Die Kampffläche mißt acht mal acht Meter. Im wettkampfmäßigen Sportkarate gibt es verschiedene Gewichtsklassen, und es wird in zwei verschiedenen Formen ausgeübt: Übungen ohne Gegner (Kata) und als Zweikampf, bei dem die verschiedenen Techniken mit Punkten bewertet werden (Ippon entspricht einem ganzen Punkt, Waza-ari einem halben Punkt). Bei Fouls werden Strafen verhängt, die je nach Schwere des Vergehens mit Verwarnungen und Punktgutschriften für den Gegner bis hin zur Disqualifikation geahndet werden können. Der Kampf wird von einem Haupt-Kampfrichter geleitet, der die ausgeführten Techniken bewertet und der Anweisungen an die Kämpfer gibt.

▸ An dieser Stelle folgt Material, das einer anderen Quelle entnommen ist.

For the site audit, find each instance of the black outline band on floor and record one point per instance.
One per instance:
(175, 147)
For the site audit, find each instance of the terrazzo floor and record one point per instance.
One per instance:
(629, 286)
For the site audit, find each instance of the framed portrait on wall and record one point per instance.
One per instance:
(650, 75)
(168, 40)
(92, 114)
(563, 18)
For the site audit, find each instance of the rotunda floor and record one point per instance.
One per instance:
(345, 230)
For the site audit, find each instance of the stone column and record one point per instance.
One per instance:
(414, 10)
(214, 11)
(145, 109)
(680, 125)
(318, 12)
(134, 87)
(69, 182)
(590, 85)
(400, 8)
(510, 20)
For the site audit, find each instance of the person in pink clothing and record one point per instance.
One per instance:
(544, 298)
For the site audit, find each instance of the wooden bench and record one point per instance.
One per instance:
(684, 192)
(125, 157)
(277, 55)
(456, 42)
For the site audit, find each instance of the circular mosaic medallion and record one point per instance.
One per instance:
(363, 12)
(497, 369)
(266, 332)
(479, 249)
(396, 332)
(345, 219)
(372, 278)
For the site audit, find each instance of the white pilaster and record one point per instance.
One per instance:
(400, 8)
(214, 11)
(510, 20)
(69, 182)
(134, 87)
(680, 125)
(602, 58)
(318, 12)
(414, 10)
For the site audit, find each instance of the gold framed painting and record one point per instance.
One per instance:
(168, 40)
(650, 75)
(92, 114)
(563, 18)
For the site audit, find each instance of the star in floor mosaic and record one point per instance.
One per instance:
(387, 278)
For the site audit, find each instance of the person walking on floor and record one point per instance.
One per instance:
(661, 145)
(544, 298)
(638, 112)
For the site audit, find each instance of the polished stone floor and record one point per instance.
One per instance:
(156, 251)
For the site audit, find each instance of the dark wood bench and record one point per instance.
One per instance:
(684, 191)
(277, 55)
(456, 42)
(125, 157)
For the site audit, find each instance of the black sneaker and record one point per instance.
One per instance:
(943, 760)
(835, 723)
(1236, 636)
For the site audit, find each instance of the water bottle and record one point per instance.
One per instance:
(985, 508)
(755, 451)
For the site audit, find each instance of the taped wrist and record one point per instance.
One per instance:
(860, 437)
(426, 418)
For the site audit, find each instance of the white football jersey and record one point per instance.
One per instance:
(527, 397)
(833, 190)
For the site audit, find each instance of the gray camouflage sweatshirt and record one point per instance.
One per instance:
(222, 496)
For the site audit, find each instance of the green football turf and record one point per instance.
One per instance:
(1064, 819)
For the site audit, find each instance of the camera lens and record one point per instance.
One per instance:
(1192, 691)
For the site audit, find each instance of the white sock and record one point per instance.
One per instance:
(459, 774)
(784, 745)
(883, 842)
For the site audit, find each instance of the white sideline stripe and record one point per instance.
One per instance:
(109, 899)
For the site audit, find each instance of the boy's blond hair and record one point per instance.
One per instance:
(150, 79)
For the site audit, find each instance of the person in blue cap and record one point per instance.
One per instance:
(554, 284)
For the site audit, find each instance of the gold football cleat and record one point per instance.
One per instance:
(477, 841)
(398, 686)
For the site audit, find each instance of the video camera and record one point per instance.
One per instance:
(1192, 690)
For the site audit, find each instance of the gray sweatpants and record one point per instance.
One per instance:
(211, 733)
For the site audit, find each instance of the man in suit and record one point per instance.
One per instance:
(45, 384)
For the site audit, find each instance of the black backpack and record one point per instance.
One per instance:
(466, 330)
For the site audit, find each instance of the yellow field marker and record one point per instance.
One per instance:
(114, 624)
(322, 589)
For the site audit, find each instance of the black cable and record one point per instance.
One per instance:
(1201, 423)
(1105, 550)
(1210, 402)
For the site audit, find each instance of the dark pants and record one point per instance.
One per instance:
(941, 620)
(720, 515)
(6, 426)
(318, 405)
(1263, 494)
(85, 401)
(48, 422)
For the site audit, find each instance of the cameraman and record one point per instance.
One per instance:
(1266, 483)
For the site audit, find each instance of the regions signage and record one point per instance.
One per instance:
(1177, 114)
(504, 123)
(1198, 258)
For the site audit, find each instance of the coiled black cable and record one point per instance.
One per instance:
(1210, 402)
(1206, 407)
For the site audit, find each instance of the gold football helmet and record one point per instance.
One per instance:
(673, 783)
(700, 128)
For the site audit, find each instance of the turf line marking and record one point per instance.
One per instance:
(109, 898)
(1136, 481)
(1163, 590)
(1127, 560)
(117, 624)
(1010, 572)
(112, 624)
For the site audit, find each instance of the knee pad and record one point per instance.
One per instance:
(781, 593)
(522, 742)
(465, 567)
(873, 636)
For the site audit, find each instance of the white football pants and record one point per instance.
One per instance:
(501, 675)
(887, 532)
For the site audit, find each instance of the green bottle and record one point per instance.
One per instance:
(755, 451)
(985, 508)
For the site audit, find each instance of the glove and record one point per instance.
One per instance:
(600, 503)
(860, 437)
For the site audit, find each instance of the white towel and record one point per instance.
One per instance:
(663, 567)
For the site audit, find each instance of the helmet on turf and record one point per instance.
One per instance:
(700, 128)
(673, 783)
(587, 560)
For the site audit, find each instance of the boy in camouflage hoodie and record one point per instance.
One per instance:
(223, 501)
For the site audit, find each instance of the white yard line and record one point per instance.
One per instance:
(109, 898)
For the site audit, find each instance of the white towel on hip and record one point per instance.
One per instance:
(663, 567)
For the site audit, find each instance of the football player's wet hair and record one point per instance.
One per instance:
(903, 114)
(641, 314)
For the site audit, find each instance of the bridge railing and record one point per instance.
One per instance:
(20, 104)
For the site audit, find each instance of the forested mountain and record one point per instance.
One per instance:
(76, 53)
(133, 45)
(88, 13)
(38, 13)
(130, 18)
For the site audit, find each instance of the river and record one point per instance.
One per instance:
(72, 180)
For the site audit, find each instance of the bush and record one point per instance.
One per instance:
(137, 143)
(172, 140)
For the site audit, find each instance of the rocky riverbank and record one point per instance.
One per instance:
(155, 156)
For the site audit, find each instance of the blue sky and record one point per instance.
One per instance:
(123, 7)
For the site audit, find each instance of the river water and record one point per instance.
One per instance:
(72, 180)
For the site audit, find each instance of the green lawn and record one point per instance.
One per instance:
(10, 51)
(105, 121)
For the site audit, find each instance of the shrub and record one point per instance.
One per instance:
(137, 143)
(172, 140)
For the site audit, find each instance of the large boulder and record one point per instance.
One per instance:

Eine Trainingshalle für Karate nennt man Dojo, die weiße Trainingsbekleidung bezeichnet man als Gi. Für die verschiedenen Schläge und Schritte, aus denen die Bewegungsabfolgen bestehen, gibt es mehr als 200 japanische Bezeichnungen. In der Karateausbildung gibt es verschiedene Leistungsgrade, die durch die Farbe des Gürtels angezeigt werden. Man unterscheidet zehn Dan- (Meister) und neun Kyu-Grade (Schüler). In aufsteigender Reihenfolge sind die Farben der Kyu-Grade: weiß, gelb, orange, grün, blau und braun. Die Farbe der Dan-Grade ist schwarz.

Karate als Breitensport
Für viele Menschen aller Alterstufen ist es die besondere Vielfältigkeit dieses Sports, die den idealen Ausgleich zu Studium, Beruf und Alltagsstress bietet. Karate fördert die individuellen körperlichen Fähigkeiten und ist somit als lebensbegleitende Sportart optimal geeignet.
Der Anfänger erlernt zunächst die einfachen Grundtechniken. Darauf aufbauend werden die Kombinationsmöglichkeiten der Techniken erlernt. Konzentration und Koordination werden zunehmend gefordert. In Partnerübungen wird die richtige Ausführung und die richtige Distanz der Techniken erlernt. Die Techniken werden kurz vor dem Körper des anderen gestoppt. Der Respekt vor der Gesundheit des Partners ist ein zentrales Element des Trainings. Langfristig entsteht durch regelmäßiges Üben ein neues Körpergefühl für Distanz, Genauigkeit, Beweglichkeit, Schnelligkeit, Spannung und Entspannung

Karate als Selbstver-
teidigung Die meisten Anfänger beginnen mit Karate unter dem Aspekt der Selbstverteidigung. Sich waffenlos mit effektiven Techniken wehren zu können, begeistert viele. Das Erlernen von Karate fördert Körperbeherrschung und Koordinationsfähigkeit sowie die allgemeine Fitness. Diese am Partner erlernten Fähigkeiten wirken sich positiv auf das Selbstvertrauen aus und tragen dazu bei, die eigene Angst zu überwinden und in bedrohlichen Situationen angemessen reagieren zu können. Dieser psychologische Effekt ist von entscheidendem Vorteil und kann helfen, eine körperliche Auseinandersetzung zu vermeiden.

Karate und Meditation
Karate war aufgrund seiner Entstehungsgeschichte im Fernen Osten stets auch mit den meditativen Aspekten des Zen-Buddhismus verknüoft. Die Fähigkeit, sich auf sein Inneres konzentrieren zu können, ist auch im sportlichen Karate ein wichtiger Lerninhalt. Die dadurch entwickelte Stärkung von Körper und Geist wirkt sich auch im Alltagsleben positv aus.

Karate als Wettkampfsport
Im Kumite, dem Freikampf, ist es das Ziel, Punkte gegenüber dem Gegner mit überzeugenden Angriffs- und Abwehrtechniken zu erreichen. Auch hier wird auf Trefferwirkung verzichtet. Gutes Augenmaß, Kampfgeist, Schnelligkeit und taktisches Können zeichnen den guten Kämpfer aus. Die Kata, der Schattenkampf gegen mehrere imaginäre Gegner wird nach Kriterien wie Rhythmus, Ausdruck und technisches Können bewertet. Kata in verschiedenen Schwierigkeitsgraden bieten eine reiche Auswahl.